Adrian Baddeley Adrian.Baddeley@curtin.edu.au, Rolf Turner r.turner@auckland.ac.nz and Ege Rubak rubak@math.aau.dk.

These functions perform a goodness-of-fit test of a Poisson point process model fitted to point pattern data. The observed distribution of the values of a spatial covariate at the data points, and the predicted distribution of the same values under the model, are compared using either of two test statistics \(Z_1\) and \(Z_2\) proposed by Berman (1986). The \(Z_1\) test is also known as the Lawson-Waller test.

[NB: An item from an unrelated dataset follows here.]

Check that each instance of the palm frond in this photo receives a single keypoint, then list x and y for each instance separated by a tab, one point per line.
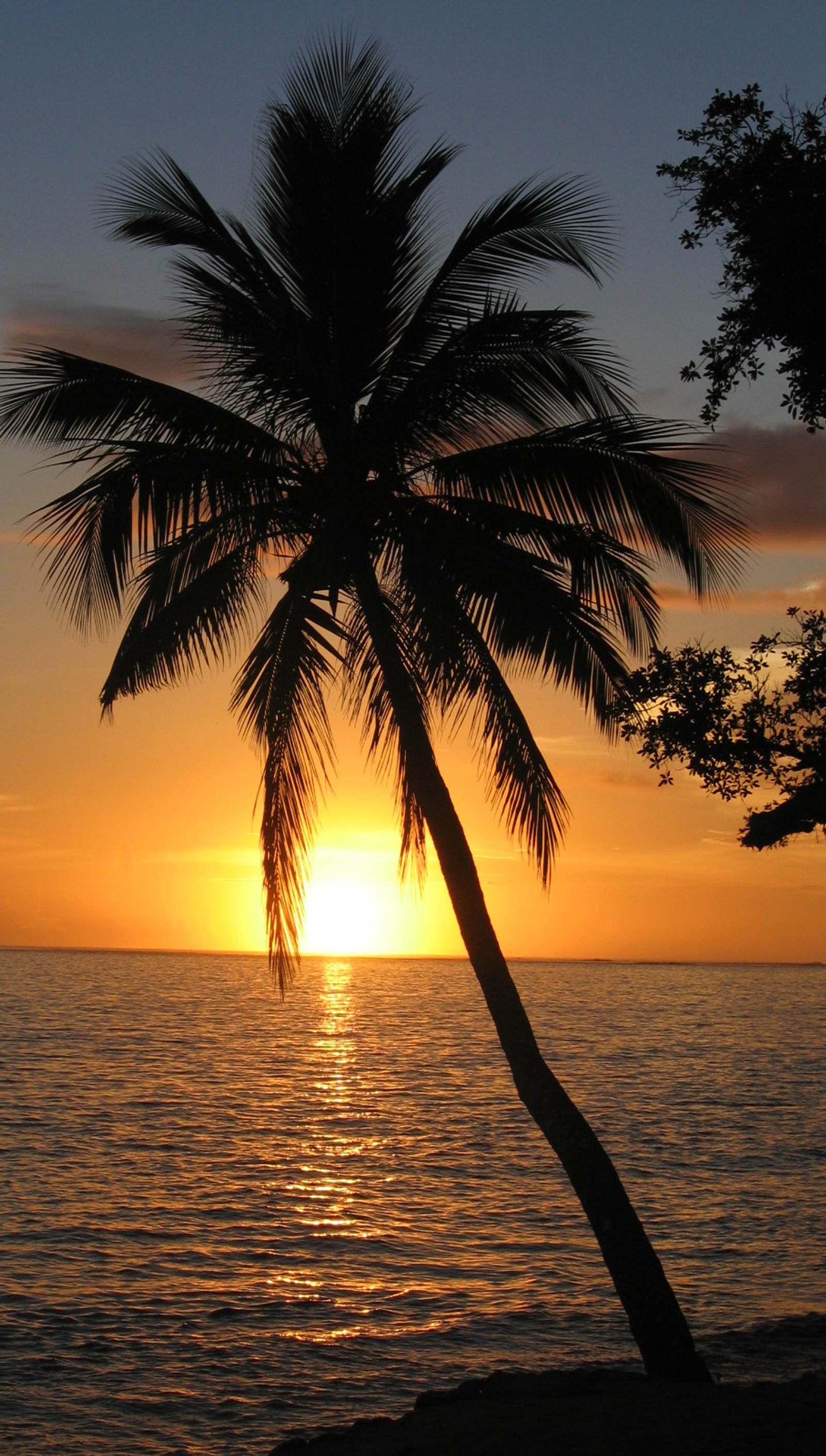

The function `berman.test`

is generic, with methods for
point patterns (`"ppp"`

or `"lpp"`

)
and point process models (`"ppm"`

or `"lppm"`

).

If

`X`

is a point pattern dataset (object of class`"ppp"`

or`"lpp"`

), then`berman.test(X, ...)`

performs a goodness-of-fit test of the uniform Poisson point process (Complete Spatial Randomness, CSR) for this dataset.If

`model`

is a fitted point process model (object of class`"ppm"`

or`"lppm"`

) then`berman.test(model, ...)`

performs a test of goodness-of-fit for this fitted model. In this case,`model`

should be a Poisson point process.

The test is performed by comparing the observed distribution of the values of a spatial covariate at the data points, and the predicted distribution of the same covariate under the model. Thus, you must nominate a spatial covariate for this test.

The argument `covariate`

should be either a `function(x,y)`

or a pixel image (object of class `"im"`

containing the values
of a spatial function.
If `covariate`

is an image, it should have numeric values,
and its domain should cover the observation window of the
`model`

. If `covariate`

is a function, it should expect
two arguments `x`

and `y`

which are vectors of coordinates,
and it should return a numeric vector of the same length
as `x`

and `y`

.

First the original data point pattern is extracted from `model`

.
The values of the `covariate`

at these data points are
collected.

Next the values of the `covariate`

at all locations in the
observation window are evaluated. The point process intensity
of the fitted model is also evaluated at all locations in the window.

If

`which="Z1"`

, the test statistic \(Z_1\) is computed as follows. The sum \(S\) of the covariate values at all data points is evaluated. The predicted mean \(\mu\) and variance \(\sigma^2\) of \(S\) are computed from the values of the covariate at all locations in the window. Then we compute \(Z_1 = (S-\mu)/\sigma\). Closely-related tests were proposed independently by Waller et al (1993) and Lawson (1993) so this test is often termed the Lawson-Waller test in epidemiological literature.If

`which="Z2"`

, the test statistic \(Z_2\) is computed as follows. The values of the`covariate`

at all locations in the observation window, weighted by the point process intensity, are compiled into a cumulative distribution function \(F\). The probability integral transformation is then applied: the values of the`covariate`

at the original data points are transformed by the predicted cumulative distribution function \(F\) into numbers between 0 and 1. If the model is correct, these numbers are i.i.d. uniform random numbers. The standardised sample mean of these numbers is the statistic \(Z_2\).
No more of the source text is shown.